Convolutional neural networks (CNNs) are known for their exceptional performance in various applications; however, their energy consumption during inference can be substantial. Analog Computing-In-Memory (CIM) has shown promise in enhancing the energy efficiency of CNNs, but the use of analog-to-digital converters (ADCs) remains a challenge. ADCs convert analog partial sums from CIM crossbar arrays to digital values, with high-precision ADCs accounting for over 60% of the system’s energy. Researchers have explored quantizing CNNs to use low-precision ADCs to tackle this issue, trading off accuracy for efficiency. However, these methods necessitate data-dependent adjustments to minimize accuracy loss. Instead, we observe that the first most significant toggled bit indicates the optimal quantization range for each input value. Accordingly, we propose a range-aware rounding (RAR) for runtime bit-width adjustment, eliminating the need for pre-deployment efforts. RAR can be easily integrated into a CIM accelerator using dynamic block-floating-point arithmetic. Experimental results show that our methods maintain accuracy while achieving up to 1.81 × and 2.08 × energy efficiency improvements on CIFAR-10 and ImageNet datasets, respectively, compared with state-of-the-art techniques.
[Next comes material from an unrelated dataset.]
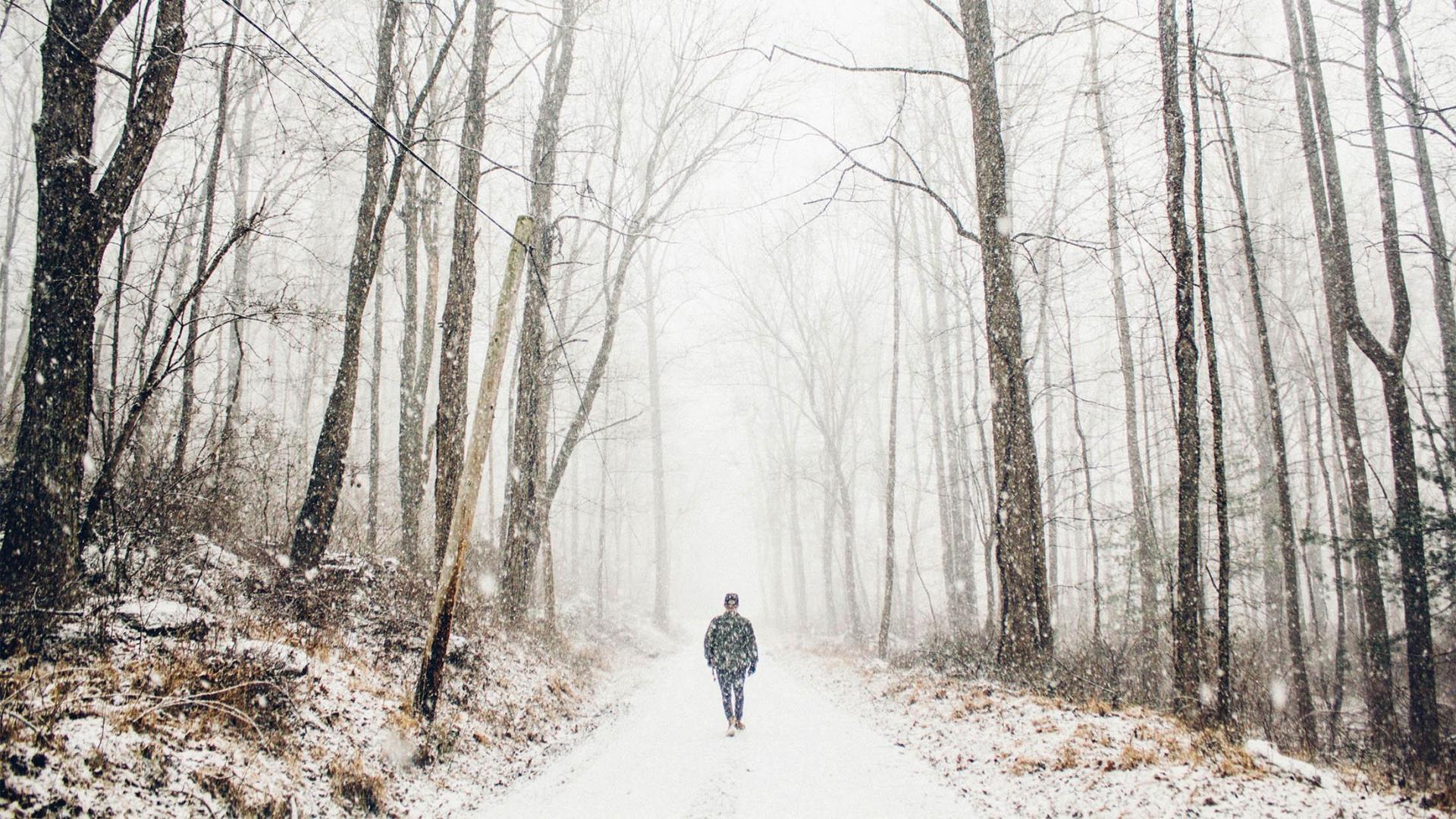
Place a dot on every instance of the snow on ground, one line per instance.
(854, 738)
(666, 755)
(1015, 755)
(240, 710)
BFP-CIM:采用动态块浮点运算的无数据量化技术,实现基于内存的高能效计算加速器
卷积神经网络(CNN)以其在各种应用中的卓越性能而著称,然而,其在推理过程中的能耗可能非常大。模拟计算内存(CIM)有望提高 CNN 的能效,但模数转换器(ADC)的使用仍是一个挑战。模数转换器将 CIM 横条阵列中的模拟部分和转换为数字值,高精度模数转换器占系统能耗的 60% 以上。研究人员已经探索过量化 CNN,使用低精度 ADC 来解决这一问题,以精度换效率。然而,这些方法需要根据数据进行调整,以尽量减少精度损失。相反,我们观察到,第一个最显著的切换位指示了每个输入值的最佳量化范围。因此,我们提出了一种用于运行时调整位宽的范围感知舍入(RAR)方法,从而消除了预先部署的需要。RAR 可以使用动态块浮点运算轻松集成到 CIM 加速器中。实验结果表明,与最先进的技术相比,我们的方法在保持准确性的同时,在 CIFAR-10 和 ImageNet 数据集上分别实现了高达 1.81 倍和 2.08 倍的能效提升。
本文章由计算机程序翻译,如有差异,请以英文原文为准。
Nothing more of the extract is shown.